A circular light hangs over the stage and brightens steadily revealing the topless guy twisting and gyrating and writhing, lost in a silent soundtrack in his head. Then with a crunching thump, the live music kicks in. Led by bassist, Daniel Fox, of Irish post-punk Gilla Band with euphoric accompaniment from two other musicians, the soundtrack is LOUD. We’re handed ear plugs as we enter the venue. Don’t be fooled by the silent opening to the show: you might appreciate them when the beat’s making your bones bounce.
Our single raver is replaced by a fever dream sequence featuring five barely post-pubescent girls in red short shorts, candy pink T-shirts and white ankle socks. They fling themselves with vigour into a quasi-cheerleader routine without the pom-poms, skipping, twisting, twerking, even flipping somersaults. The vaguely sexualised routine is distinctly unsettling – maybe intentionally so. Following the solo with the replacement raver, three mysterious figures process into the space, shrouded in lace. Then Robyn Byrne, Aoife McAtamney and Jessie Thompson shake off their veils and shimmy into wild synchronised sweaty gyrations.

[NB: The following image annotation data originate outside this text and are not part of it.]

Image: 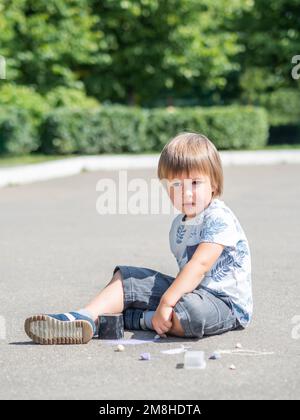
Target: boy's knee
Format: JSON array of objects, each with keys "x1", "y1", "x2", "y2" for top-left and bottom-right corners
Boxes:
[
  {"x1": 111, "y1": 270, "x2": 122, "y2": 282},
  {"x1": 168, "y1": 311, "x2": 185, "y2": 337}
]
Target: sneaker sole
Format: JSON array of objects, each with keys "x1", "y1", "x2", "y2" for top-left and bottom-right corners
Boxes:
[{"x1": 24, "y1": 315, "x2": 94, "y2": 345}]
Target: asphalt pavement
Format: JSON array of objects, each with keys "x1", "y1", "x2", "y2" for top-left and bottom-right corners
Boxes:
[{"x1": 0, "y1": 164, "x2": 300, "y2": 400}]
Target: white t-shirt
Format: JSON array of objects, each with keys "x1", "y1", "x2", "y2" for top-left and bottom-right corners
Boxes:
[{"x1": 169, "y1": 198, "x2": 253, "y2": 327}]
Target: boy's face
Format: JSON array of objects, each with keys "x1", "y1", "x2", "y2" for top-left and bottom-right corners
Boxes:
[{"x1": 168, "y1": 172, "x2": 213, "y2": 219}]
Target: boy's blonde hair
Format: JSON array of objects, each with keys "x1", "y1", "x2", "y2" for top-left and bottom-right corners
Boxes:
[{"x1": 157, "y1": 132, "x2": 223, "y2": 197}]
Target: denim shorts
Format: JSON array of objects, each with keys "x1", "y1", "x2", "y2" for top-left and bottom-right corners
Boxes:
[{"x1": 113, "y1": 265, "x2": 240, "y2": 338}]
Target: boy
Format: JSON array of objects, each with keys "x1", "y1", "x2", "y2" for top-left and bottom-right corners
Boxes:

There’s something compelling in watching these dancers surrender themselves to the beat. If you saw them out in a club (teen girls aside), you’d likely be lost in admiration. There seems to be less of a story here than you’ll find in other dance shows but if you’re hankering for a bangin’ boogie and happy to live this out vicariously, Emma Martin‘s show might just fit the bill.